Sim, isso me preocupa. Gostaria de lhe responder que não, mas bem, aí estão os governos do Chile, Brasil e Estados Unidos, entre outros, como evidência. A última vez que fui ao Brasil foi na época em que Bolsonaro foi eleito e senti muita tristeza e impotência entre as pessoas com quem conversei. E vivi nos Estados Unidos nos meses anteriores à eleição de Trump e não vi absolutamente ninguém que considerasse possível sua vitória. E, no Chile, conheci poucas pessoas que apoiavam Piñera. Suponho que me movimento em um mundo em que há muitas ideias amplas e consensuais sobre democracia, direitos humanos, direitos de reprodução e igualdade de gênero, mas há um mundo paralelo onde tudo o que consideramos resolvido não está. Esta falta de comunicação é muito grave, como também a sensação de que somos bons ou maus.

O que faltaria?

Acho que faz falta um diálogo verdadeiro entre esses dois mundos, embora seja difícil porque são posições demasiadamente antagônicas. Faz falta um diálogo real, discussões profundas, crítica e autocrítica. E sobretudo a autocrítica, talvez, que é muito saudável. Estamos diariamente dando opiniões, construímos um personagem sólido, que não duvida, que não se equivoca, defendemos esse personagem, porque o mundo nos chama a nos defender. Mas deveríamos nos perguntar se realmente acreditamos no personagem que construímos e defendemos. Devemos nos perguntar permanentemente quem somos, atender aos vários egos que temos internamente.

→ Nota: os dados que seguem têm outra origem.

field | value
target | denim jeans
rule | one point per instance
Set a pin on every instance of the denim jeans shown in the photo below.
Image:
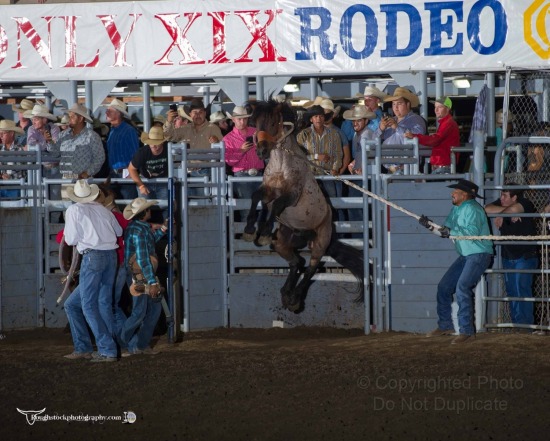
(460, 279)
(520, 285)
(139, 327)
(92, 303)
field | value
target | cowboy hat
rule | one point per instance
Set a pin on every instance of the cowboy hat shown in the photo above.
(120, 106)
(316, 102)
(64, 121)
(154, 137)
(468, 187)
(81, 110)
(183, 113)
(374, 91)
(401, 92)
(359, 112)
(83, 192)
(137, 206)
(444, 101)
(25, 104)
(40, 111)
(240, 112)
(218, 116)
(328, 105)
(7, 125)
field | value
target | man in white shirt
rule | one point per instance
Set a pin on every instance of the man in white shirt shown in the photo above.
(93, 229)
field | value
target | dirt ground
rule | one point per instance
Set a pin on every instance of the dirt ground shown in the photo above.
(281, 384)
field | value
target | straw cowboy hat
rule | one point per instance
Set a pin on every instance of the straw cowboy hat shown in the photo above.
(40, 111)
(328, 106)
(218, 116)
(81, 110)
(137, 206)
(7, 125)
(240, 112)
(64, 121)
(467, 186)
(374, 91)
(120, 106)
(401, 92)
(25, 104)
(183, 113)
(154, 137)
(316, 102)
(359, 112)
(83, 192)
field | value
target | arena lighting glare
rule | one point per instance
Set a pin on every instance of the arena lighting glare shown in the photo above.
(289, 88)
(461, 83)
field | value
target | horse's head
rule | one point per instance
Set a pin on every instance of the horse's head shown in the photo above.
(269, 118)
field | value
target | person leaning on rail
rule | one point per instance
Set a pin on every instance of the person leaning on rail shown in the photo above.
(467, 218)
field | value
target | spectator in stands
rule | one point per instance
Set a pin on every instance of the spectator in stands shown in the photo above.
(122, 144)
(93, 229)
(520, 257)
(393, 129)
(23, 122)
(467, 218)
(80, 148)
(324, 147)
(446, 136)
(142, 262)
(8, 132)
(151, 162)
(221, 120)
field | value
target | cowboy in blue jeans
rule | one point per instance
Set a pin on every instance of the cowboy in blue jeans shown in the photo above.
(141, 261)
(94, 230)
(467, 218)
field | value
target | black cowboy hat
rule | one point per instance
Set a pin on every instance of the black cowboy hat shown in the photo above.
(468, 187)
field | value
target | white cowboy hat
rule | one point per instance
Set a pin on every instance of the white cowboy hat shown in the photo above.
(120, 106)
(240, 112)
(24, 105)
(7, 125)
(64, 121)
(401, 92)
(81, 110)
(218, 116)
(375, 91)
(137, 206)
(154, 137)
(359, 112)
(83, 192)
(328, 105)
(40, 111)
(316, 102)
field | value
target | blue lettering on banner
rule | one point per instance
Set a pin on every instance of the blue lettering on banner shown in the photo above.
(442, 32)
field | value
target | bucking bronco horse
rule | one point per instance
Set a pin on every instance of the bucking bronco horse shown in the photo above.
(291, 195)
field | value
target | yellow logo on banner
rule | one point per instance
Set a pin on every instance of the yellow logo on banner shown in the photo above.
(535, 29)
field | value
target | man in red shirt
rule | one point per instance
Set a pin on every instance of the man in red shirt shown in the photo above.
(446, 136)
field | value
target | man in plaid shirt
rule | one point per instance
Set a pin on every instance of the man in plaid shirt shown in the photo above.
(141, 261)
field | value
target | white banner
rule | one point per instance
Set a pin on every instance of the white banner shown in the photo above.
(166, 40)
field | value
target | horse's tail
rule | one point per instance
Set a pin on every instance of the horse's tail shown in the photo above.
(350, 258)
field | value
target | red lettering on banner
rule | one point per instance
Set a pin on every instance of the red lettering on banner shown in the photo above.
(259, 35)
(70, 44)
(116, 39)
(178, 39)
(24, 26)
(3, 44)
(218, 36)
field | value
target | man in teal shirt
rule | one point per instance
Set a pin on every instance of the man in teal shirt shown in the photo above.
(467, 218)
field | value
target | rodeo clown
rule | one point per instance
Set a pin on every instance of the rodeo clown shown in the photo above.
(142, 262)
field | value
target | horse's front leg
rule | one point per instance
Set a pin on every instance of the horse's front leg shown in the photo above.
(250, 230)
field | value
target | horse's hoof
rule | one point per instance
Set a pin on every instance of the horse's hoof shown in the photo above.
(249, 237)
(264, 240)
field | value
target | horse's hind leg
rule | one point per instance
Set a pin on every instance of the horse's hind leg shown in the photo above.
(249, 234)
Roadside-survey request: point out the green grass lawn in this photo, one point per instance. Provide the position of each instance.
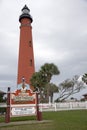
(62, 120)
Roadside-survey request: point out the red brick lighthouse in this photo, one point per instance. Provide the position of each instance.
(26, 56)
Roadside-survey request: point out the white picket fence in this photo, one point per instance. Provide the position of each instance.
(59, 106)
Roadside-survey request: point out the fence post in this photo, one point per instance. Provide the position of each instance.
(86, 104)
(55, 107)
(39, 113)
(7, 115)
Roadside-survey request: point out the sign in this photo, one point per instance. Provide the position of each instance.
(23, 101)
(23, 111)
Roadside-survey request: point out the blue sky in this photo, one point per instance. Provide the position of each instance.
(59, 31)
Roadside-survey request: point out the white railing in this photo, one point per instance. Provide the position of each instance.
(63, 106)
(57, 106)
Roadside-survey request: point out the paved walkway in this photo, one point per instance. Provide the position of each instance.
(23, 122)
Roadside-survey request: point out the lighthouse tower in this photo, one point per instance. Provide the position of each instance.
(26, 56)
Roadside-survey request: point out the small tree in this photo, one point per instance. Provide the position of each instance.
(51, 89)
(69, 87)
(42, 78)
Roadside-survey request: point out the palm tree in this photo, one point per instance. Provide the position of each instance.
(48, 70)
(43, 77)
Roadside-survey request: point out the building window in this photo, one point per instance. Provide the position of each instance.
(30, 44)
(30, 62)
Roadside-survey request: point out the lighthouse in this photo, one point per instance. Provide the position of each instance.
(26, 56)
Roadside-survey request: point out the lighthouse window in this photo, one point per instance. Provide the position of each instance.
(30, 62)
(30, 43)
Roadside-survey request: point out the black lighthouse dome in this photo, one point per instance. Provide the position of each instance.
(25, 14)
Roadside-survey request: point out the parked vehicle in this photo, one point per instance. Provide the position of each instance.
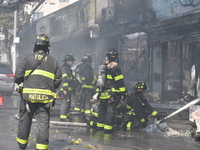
(6, 79)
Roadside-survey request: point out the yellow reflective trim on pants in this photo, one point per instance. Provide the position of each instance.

Acho que existe uma falta de humildade e de solidariedade e principalmente de autocrítica. E acho que a literatura serve para isso. A literatura lida e escrita.

Seus personagens lembram do passado de forma distinta. Aliás, com o passar dos anos, a tentativa de se definir uma versão verdadeira do passado torna-se cada vez mais difícil. O quanto isso é maléfico para a história?

A história se constrói nesse diálogo, mas existem perguntas objetivas, por exemplo: as ditaduras latino-americanas violaram sistematicamente os direitos humanos. Quem duvida disso? Quem pode contestar? É uma realidade histórica e, no entanto, surge algum idiota no Twitter e contesta e justifica. Porque esse é o objetivo, provocar. Foi o que Donald Trump entendeu muito bem. A ideia era dizer barbaridades, ser “valente”, sair nos jornais a qualquer preço.

O livro mostra traumas sofridos por vítimas da ditadura, como o professor que teme o barulho de tiros de revólver. A revelação de dores como essa são mais comuns atualmente ou tais dores ainda são sufocadas por aqueles que querem se esquecer do passado?


São mais comuns, naturalmente, ainda bem. Em 2013, 40 anos depois do golpe de Estado, houve novos testemunhos de pessoas que sempre guardaram silêncio.

E esse silêncio tinha uma explicação, especialmente por parte de pessoas que foram torturadas “pouco”. Elas próprias afirmavam: “Fui torturado, mas pouco”. Imagine como isso é horrível. Elas sentiam não ter direito de ocupar o lugar de vítimas, embora tenham sido vítimas, porque viram pessoas que sofreram mais. Acho que no Chile, atualmente, especialmente a partir das revoltas, há muita gente disposta a falar, a narrar, a contar as histórias.

FORMAS DE VOLTAR PARA CASA

Autor: Alejandro Zambra

Tradução: José Geraldo Couto

Editora: Tusquets (160 págs., R$ 44,90)

As informações são do jornal O Estado de S. Paulo.